Don't expect micro-benchmarks of Java code to tell you anything useful until you understand the specific pitfalls that the JVM architecture introduces, and don't expect that even the best micro-benchmarks predict the performance of a real application.
I don't know what your goal is, but learning to use a good profiler and using it on your actual application will usually tell you if the line in question is really the source of inefficiency and let you measure the effect of a code change. Time spent learning a profiler is probably better spent than time writing and debugging micro-benchmarks.
回答3:
First of all it would be nice to know that:
If you are concatenating Strings over and over, lets say in a loop, then you know that because they are immutable, new Strings keep getting generated. The javac compiler internally uses a StringBuffer to do this- so for example, you have
String itemList = "";
itemList=itemList + items[i].description;
in a loop.
What happens is, within the loop, two objects are generated. One is a StringBuffer-
itemList=new StringBuffer().append(itemList).

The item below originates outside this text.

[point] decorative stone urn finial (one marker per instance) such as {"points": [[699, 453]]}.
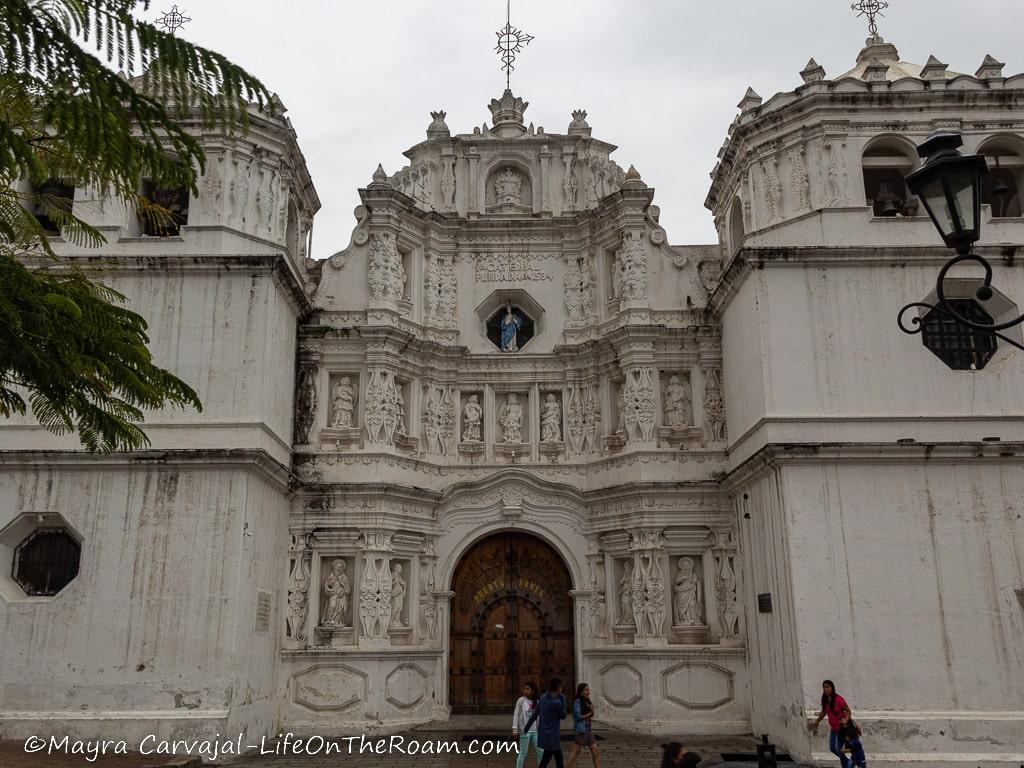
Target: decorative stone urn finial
{"points": [[380, 176], [579, 126], [438, 129], [508, 113]]}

append(items[i].description).toString();
The other is the String that gets assigned to itemList via the toString().`
Source: http://thought-bytes.blogspot.com/2007/03/java-string-performance.html
I think that this doesn't apply to your case. In the first performance test you always create a new object so there are created 1000000 String("Test")
objects. In the second and third examples there is created only one object to which is pointed by many referenced. As was said before: "Te"+"st"
was treated as compiler-time constant and differences are too small to say that it's faster than "Test".
回答4:
Sorry to post an answer but I couldn't put this in a comment to show how flawed this benchmark is. On Linux I changed the order and get:
The order defiantly matters.
new String() : 123328907 ns
"Test" : 1153035 ns
"Te"+"st" : 5389377 ns
"a"+"b"+"c"+"d": 1256918 ns
回答5:
Mark Peters is right, two String constants will be concatenated without mercy.
This is because of the copy time needed to concatenate String objects, following their size.
Now these are compiled into StringBuffer/StringBuilder objects by the compiler, you can see it by decompiling a .class file.
You should take a look at these classes, but beware that when rendering a StringBuilder or StringBuffer as a String, a new String object will be created.